# Vista Realtek AC '97 ASUS M2n4-sli problem



## enhinaz (Apr 9, 2007)

I purchased a new computer with a ASUS m2n4-sli motherboard and on-board audio with RealTek AC '97 Audio. My OS is Vista Premium.

The sound jumps and crackles every now and then. I read some posts in another forum that this was not uncommon and could be fixed using something called nHancer. It said something about needing to change the settings.

I've tried putting in a soundcard, but it does the same thing. How do I fix this?]

Thanks.


----------



## DeathHawk (Oct 19, 2005)

have you tried uninstalling the driver and reinstalling?

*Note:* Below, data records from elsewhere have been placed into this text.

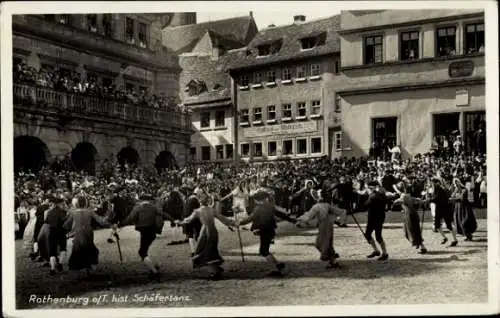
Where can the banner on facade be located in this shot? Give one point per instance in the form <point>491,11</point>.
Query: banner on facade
<point>283,129</point>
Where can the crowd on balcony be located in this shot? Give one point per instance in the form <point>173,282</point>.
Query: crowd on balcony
<point>72,82</point>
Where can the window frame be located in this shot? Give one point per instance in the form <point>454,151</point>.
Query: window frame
<point>146,34</point>
<point>466,47</point>
<point>262,49</point>
<point>338,104</point>
<point>338,141</point>
<point>373,46</point>
<point>269,119</point>
<point>283,147</point>
<point>245,112</point>
<point>269,153</point>
<point>242,154</point>
<point>254,150</point>
<point>301,106</point>
<point>287,71</point>
<point>132,39</point>
<point>320,145</point>
<point>313,107</point>
<point>297,147</point>
<point>229,151</point>
<point>283,110</point>
<point>402,55</point>
<point>193,154</point>
<point>304,71</point>
<point>273,76</point>
<point>244,79</point>
<point>255,113</point>
<point>221,148</point>
<point>313,69</point>
<point>89,24</point>
<point>203,153</point>
<point>447,28</point>
<point>202,116</point>
<point>219,112</point>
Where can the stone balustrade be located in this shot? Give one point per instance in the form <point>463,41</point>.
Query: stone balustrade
<point>53,101</point>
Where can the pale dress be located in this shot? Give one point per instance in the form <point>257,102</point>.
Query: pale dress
<point>28,239</point>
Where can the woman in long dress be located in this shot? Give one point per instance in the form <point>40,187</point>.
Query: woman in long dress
<point>207,246</point>
<point>28,239</point>
<point>411,220</point>
<point>84,253</point>
<point>324,215</point>
<point>465,219</point>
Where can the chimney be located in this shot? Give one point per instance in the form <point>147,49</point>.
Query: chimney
<point>299,19</point>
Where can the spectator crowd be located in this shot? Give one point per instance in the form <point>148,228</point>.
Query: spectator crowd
<point>64,80</point>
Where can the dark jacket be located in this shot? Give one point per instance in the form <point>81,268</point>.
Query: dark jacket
<point>263,217</point>
<point>145,215</point>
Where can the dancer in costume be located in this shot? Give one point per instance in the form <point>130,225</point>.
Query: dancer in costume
<point>264,225</point>
<point>207,250</point>
<point>376,204</point>
<point>324,215</point>
<point>84,253</point>
<point>411,220</point>
<point>148,221</point>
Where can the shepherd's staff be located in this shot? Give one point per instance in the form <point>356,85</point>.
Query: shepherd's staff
<point>239,237</point>
<point>359,227</point>
<point>115,234</point>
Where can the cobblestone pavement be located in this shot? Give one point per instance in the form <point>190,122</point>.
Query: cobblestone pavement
<point>444,275</point>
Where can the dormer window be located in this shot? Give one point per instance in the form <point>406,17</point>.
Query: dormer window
<point>269,48</point>
<point>264,50</point>
<point>313,41</point>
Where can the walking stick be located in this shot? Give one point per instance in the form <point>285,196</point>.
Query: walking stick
<point>359,227</point>
<point>423,217</point>
<point>119,247</point>
<point>239,238</point>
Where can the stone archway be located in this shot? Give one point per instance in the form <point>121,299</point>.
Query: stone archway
<point>30,153</point>
<point>84,157</point>
<point>128,156</point>
<point>165,160</point>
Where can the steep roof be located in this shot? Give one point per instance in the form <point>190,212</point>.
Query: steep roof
<point>291,48</point>
<point>184,38</point>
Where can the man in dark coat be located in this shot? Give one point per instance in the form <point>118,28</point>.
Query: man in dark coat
<point>55,218</point>
<point>40,213</point>
<point>148,221</point>
<point>264,225</point>
<point>376,204</point>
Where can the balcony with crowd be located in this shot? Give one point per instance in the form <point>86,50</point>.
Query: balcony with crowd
<point>62,88</point>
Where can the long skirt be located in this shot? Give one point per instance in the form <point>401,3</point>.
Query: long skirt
<point>83,256</point>
<point>207,248</point>
<point>465,219</point>
<point>43,241</point>
<point>28,236</point>
<point>412,228</point>
<point>324,241</point>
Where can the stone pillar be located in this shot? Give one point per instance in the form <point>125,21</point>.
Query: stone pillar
<point>33,60</point>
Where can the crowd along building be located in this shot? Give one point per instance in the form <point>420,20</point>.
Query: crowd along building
<point>120,50</point>
<point>204,50</point>
<point>284,85</point>
<point>410,76</point>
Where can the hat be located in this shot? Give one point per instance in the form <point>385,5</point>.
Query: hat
<point>373,184</point>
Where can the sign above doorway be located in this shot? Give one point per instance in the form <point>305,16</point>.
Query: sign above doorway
<point>462,97</point>
<point>461,69</point>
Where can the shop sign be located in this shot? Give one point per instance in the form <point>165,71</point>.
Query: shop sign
<point>283,129</point>
<point>461,69</point>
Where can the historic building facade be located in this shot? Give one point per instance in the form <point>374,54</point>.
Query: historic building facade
<point>284,91</point>
<point>410,76</point>
<point>205,86</point>
<point>124,50</point>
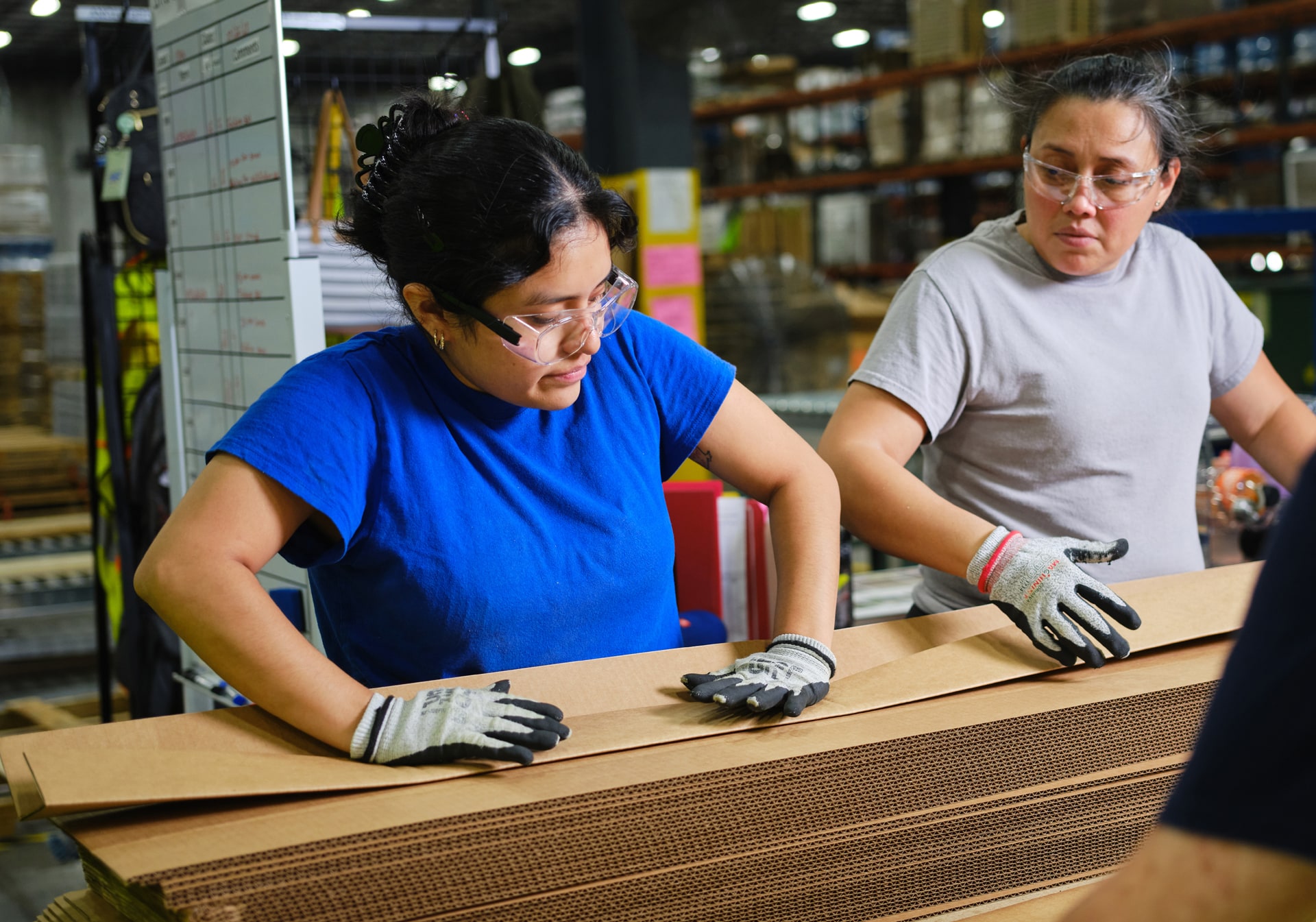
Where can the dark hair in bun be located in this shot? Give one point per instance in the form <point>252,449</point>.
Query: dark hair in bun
<point>472,206</point>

http://www.realtek.com.tw/downloads...=23&Level=4&Conn=3&DownTypeID=3&GetDown=false

The last one on the top segment


----------



## enhinaz (Apr 9, 2007)

I did, and I still have the same problem.


----------



## Terrister (Apr 18, 2005)

Please tell us about the rest of the system.


----------



## enhinaz (Apr 9, 2007)

Processor is AMD 64x2 Dual Core 5200+; 2.61 GHZ
2GB RAM
32 bit
Nvidia GeForce 7300 GS

Thanks.


----------